You may also want to use LLVM IR, but not the whole LLVM compiler infrastructure. ollvm allows you to stay independent from llvm library. You **may** want to bind you code to official bindings with the provided gateway, but you **do not have to**. Make your optimization passes, use your own back-end if you please.

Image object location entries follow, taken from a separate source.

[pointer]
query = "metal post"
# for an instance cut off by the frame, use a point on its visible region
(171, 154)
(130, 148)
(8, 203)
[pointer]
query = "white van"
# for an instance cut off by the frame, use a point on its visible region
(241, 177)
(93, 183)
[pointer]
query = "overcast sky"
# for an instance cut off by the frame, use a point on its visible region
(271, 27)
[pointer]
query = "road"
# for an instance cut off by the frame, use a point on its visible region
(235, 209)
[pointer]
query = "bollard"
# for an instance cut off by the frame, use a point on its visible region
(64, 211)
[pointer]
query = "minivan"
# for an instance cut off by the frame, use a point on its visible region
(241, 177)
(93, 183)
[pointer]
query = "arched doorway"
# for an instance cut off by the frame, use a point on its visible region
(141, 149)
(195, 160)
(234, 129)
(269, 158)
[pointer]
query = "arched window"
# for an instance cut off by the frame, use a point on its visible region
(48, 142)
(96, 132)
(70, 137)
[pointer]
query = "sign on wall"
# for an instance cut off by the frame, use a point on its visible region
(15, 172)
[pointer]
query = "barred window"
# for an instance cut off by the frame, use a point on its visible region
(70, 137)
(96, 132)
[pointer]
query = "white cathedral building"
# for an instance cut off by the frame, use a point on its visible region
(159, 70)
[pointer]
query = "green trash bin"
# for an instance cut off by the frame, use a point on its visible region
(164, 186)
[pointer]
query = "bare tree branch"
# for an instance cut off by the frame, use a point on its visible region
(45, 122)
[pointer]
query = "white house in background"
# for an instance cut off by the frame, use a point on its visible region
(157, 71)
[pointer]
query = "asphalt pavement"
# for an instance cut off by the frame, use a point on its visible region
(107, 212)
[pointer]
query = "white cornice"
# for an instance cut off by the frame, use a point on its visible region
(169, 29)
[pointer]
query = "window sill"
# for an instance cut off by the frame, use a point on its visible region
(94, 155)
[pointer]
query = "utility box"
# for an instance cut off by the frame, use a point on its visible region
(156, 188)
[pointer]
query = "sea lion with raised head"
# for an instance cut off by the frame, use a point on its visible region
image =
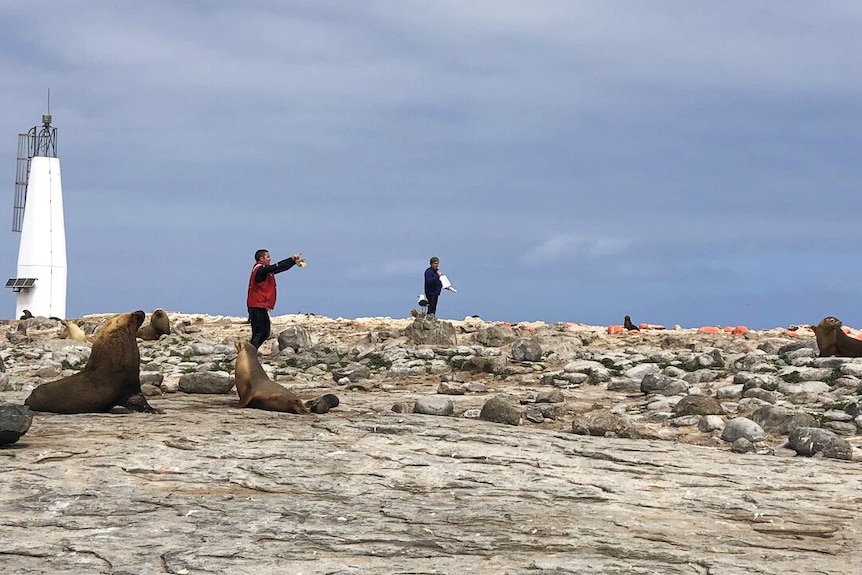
(159, 325)
(831, 339)
(258, 391)
(111, 376)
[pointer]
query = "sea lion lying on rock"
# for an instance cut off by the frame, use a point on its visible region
(831, 339)
(258, 391)
(111, 376)
(159, 325)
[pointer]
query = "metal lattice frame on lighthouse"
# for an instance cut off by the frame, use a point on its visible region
(38, 216)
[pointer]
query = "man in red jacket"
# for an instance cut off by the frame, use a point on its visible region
(261, 292)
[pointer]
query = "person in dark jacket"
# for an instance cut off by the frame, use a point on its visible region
(262, 294)
(433, 285)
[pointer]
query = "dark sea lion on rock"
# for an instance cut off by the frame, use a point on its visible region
(111, 376)
(159, 325)
(831, 339)
(258, 391)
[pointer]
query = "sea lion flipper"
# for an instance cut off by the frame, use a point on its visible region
(322, 404)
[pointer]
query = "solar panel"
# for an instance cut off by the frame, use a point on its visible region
(18, 284)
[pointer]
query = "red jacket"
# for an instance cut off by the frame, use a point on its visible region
(261, 294)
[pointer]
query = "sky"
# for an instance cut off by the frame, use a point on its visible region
(684, 163)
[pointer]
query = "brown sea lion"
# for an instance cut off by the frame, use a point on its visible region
(831, 339)
(159, 325)
(111, 376)
(258, 391)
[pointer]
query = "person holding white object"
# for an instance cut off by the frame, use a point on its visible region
(433, 285)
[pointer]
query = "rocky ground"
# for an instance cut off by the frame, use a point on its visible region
(458, 447)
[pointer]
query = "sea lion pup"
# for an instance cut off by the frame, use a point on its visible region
(831, 339)
(159, 325)
(112, 375)
(258, 391)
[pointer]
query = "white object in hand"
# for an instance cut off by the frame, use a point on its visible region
(447, 284)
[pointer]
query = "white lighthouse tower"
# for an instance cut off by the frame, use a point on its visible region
(38, 215)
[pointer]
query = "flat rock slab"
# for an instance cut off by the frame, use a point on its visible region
(210, 488)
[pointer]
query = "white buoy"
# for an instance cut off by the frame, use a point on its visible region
(41, 281)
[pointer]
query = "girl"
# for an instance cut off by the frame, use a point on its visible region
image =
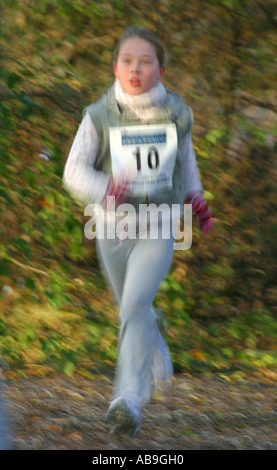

Ollvm on Github latest sources in the official GIT repository
Official LLVM website more details on LLVM and its itermediate representation specification.
Online documentation API documentation

Ez interface utilisation example

Input program:
open Ollvm.Ez.Value
open Ollvm.Ez.Instr
open Ollvm.Ez.Block
module M = Ollvm.Ez.Module
module T = Ollvm.Ez.Type
module P = Ollvm.Printer
let _ =
  (* module initialization *)
  let m = M.init
            ("x86_64", "pc", "linux-gnu")
            "e-m:e-i64:64-f80:128-n8:16:32:64-S128" in
  (* variables declaration *)
  let (m, x0) =
    M.local m T.i1 "" in
  let (m, [x1; x2; x3; arg]) =
    M.locals m T.i32 [""; ""; ""; ""] in
  let (m, [entry_b; then_b; else_b]) =
    M.locals m T.label ["entry"; "then"; "else" ] in
  let (m, fact) = m T.i32 "fact" in
  (* fact function definition *)
  let f = define fact [x4]
                 [ block entry_b [
                           x0 <-- eq x4 (i32 0) ;
                           br x0 then_b else_b ; ] ;
                   block then_b [
                           ret (i32 1) ; ] ;
                   block else_b [
                           x1 <-- sub x4 (i32 1) ;
                           x2 <-- call fact [x1] ;
                           x3 <-- mul x4 x2 ;
                           ret x3 ; ] ] in
  (* fact function registration in module *)
  let m = M.definition m f in
  P.modul (P.empty_env ()) Format.std_formatter m.m_module
; ModuleID = 'name'
target triple = "x86_64-pc-linux-gnu"
target datalayout = "e-m:e-i64:64-f80:128-n8:16:32:64-S128"
define i32 @fact(i32 %0) {
        %1 = icmp eq i32 %0, 0
        br i1 %1, label %then, label %else
       ret i32 1
       %2 = sub i32 %0, 1
       %3 = call i32 @fact(i32 %2)
       %4 = mul i32 %0, %3
       ret i32 %4



Ollvm is still work in progress.

Known bugs

Note that passing though Llvmgateway and printing with official binding results in a correct LLVM IR output.